Asiatic Jasmine asa Jasmine Minima
- Asiatic Jasmine aka Jasmine Minima
- Low water required
- Full to partial sun
- Usually seen 8-12 inches tall
- Does not flower
- Not native
Asiatic jasmine (aka Jasmine Minima) has been grown as a ground cover in Florida landscapes for decades. It’s not a grass, but a multi-stem, vine-like woody plant. Asiatic jasmine is a true ground cover, & its numerous prostrate stems and leaves eventually blanket the ground forming a thick mat. Asiatic jasmine does not produce a noticeable flower, and cannot be grown from seed. Like many landscape plants, it is propagated by rooting stem cuttings.
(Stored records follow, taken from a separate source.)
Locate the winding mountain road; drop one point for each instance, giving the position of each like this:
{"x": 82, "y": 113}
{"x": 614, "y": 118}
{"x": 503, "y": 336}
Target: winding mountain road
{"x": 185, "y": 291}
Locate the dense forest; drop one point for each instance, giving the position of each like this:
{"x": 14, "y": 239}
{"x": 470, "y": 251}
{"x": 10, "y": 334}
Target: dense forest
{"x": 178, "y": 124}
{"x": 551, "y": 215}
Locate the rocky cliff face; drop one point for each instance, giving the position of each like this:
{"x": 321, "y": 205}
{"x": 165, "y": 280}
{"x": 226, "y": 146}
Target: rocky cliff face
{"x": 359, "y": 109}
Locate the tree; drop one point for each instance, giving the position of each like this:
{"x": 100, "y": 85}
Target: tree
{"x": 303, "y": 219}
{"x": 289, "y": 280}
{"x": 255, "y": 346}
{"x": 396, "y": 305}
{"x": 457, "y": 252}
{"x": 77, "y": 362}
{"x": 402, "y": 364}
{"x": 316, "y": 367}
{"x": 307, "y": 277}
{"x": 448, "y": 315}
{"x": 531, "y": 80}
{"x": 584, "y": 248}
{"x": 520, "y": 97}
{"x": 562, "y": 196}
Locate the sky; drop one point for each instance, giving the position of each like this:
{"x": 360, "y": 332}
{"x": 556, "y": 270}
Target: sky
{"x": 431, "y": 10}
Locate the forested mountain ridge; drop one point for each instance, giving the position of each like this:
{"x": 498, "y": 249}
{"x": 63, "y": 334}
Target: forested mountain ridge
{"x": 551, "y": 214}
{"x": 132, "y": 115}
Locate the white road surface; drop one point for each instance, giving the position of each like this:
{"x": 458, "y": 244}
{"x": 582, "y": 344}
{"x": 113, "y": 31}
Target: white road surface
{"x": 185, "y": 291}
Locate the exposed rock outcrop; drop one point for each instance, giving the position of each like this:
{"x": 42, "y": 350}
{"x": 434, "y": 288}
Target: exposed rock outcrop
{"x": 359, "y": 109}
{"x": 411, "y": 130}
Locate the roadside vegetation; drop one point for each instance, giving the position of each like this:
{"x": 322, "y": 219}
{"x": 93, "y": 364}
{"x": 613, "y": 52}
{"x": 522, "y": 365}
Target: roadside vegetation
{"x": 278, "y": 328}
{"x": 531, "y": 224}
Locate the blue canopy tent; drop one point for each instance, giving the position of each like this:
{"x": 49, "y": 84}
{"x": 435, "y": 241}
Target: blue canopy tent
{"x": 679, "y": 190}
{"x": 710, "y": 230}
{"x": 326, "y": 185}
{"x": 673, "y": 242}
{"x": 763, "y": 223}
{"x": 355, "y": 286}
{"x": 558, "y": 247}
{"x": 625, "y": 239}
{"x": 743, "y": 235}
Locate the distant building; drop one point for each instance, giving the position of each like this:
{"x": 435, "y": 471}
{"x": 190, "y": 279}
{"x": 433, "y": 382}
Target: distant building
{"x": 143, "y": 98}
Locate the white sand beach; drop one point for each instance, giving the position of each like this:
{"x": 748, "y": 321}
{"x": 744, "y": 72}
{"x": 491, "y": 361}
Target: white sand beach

Asiatic jasmine has few pest or disease problems, and rarely, if ever, requires pesticides. Occasional leaf spots caused by Cercospora have been observed, but the level of damage is rarely significant. When used as a turf replacement, Asiatic jasmine will perform best with minimal water and fertilization inputs. Once established, Asiatic jasmine requires no irrigation with normal rainfall. In extreme droughts, once monthly irrigation is suggested if no rainfall occurs.
Due to its prostrate growth form, Asiatic jasmine does not have to be mowed, although it is highly recommended that it be mowed once a year as new growth begins to occur in late winter. It should be mowed at the highest mower setting, preferably 3 to 4 inches. Mow the green foliage, but it will quickly return in a couple of weeks as buds break dormancy and grow. When it is not actively growing, Asiatic jasmine is very tolerant of Round Up herbicide applications. It can be sprayed with a low rate (1 oz per gallon) to kill any weeds and not be damaged, although once plants are established, weeds are rarely a problem.